The original movie cameras back at time produced some very poor quality footage. The film in the camera was over cranked, meaning the speed when projected back later was too fast and jerky. The film was not meant to last forever, so there are many places where it has faded and has accumulated dust particles. Even with this as a starting point, Peter Jackson has gotten some of the most talented film restoration and production people involved in restoring hours of film – frame by frame. His final result becomes a slow build up to the central part – the reconstructed view of the Front Line in World War I.

The beginning is shown in the overly fast-speed and poor quality images of London prior to WWI. When war comes, it is publicized in every way that England needs to fight to exist, and to keep Europe free. With the soundtrack repeating story after story of many under aged fellows getting into the service, it shows how they trained to be a fighting force. Soon, they are over in Belgium and France, and it is obvious that the bombing and shelling has taken a toll. At one point, the black and white image turns into a colorized version. The troops meet their new home in the trenches. They know there are German soldier only dozens of yards away. There is a deadly bog of twisted barbed wire and mines that make up a dreaded “No Man’s Land” between the two sides. Enemy snipers are always ready to take out a soldier who might peek over the side of the trench at the wrong time. There are massive bombardments of mortars and grenades, and these things make for an unpleasant place to be.

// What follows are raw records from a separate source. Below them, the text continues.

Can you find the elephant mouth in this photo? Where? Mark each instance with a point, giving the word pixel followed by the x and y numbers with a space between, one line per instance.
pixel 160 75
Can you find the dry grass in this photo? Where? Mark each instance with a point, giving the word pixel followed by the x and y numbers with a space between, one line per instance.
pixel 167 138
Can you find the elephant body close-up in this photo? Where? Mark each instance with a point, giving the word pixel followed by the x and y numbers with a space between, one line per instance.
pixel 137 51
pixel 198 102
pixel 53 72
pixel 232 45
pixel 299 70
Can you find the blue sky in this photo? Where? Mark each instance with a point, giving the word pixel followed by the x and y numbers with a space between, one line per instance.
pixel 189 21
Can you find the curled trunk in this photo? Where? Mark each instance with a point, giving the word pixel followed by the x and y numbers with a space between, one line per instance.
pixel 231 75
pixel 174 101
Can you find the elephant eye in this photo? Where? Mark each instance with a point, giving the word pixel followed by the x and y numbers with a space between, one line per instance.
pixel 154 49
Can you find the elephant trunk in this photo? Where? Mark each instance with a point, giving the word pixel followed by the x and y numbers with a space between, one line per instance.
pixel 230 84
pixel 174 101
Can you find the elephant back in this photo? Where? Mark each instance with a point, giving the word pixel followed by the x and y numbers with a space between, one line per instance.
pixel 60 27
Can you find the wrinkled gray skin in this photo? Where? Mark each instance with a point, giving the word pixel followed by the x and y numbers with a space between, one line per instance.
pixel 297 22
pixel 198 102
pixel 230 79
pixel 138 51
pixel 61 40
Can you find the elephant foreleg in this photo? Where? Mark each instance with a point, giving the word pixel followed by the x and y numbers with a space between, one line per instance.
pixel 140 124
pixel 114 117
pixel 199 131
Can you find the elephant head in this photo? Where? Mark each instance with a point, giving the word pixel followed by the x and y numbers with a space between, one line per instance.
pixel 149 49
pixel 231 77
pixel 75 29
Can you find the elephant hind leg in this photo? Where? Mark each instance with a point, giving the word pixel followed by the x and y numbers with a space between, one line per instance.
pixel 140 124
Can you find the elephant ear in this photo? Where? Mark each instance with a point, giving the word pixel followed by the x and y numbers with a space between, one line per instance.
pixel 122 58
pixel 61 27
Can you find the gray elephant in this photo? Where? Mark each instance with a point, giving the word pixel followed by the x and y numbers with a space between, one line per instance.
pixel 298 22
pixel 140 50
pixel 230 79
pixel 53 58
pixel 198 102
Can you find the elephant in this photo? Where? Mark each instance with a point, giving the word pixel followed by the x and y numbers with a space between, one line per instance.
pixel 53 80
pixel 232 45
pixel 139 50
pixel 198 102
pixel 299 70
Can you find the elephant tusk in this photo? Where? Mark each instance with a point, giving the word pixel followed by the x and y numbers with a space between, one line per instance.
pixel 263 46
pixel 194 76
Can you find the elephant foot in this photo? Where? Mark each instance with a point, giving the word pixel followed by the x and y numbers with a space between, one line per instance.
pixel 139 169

It is very odd to see images from over one hundred years ago with this level of sharpness and clarity. The extra added color in many of the scenes add to the depth of experience that you are watching recent newsreel footage. Some of the stories told by the men who served there are stark and full of vivid detail. Most of them contain terrible descriptions of the conditions and the results of the battles fought. Many people died, on both sides. The loss of life was staggering, but almost all the British soldiers did what they know how to do. They carried on. They ate and drank tea, and they would sing bawdy songs, such as “Mademoiselle from Armentières”. But mostly they fought in the “Great War”, because this was the “War to End All Wars”. Little did they know…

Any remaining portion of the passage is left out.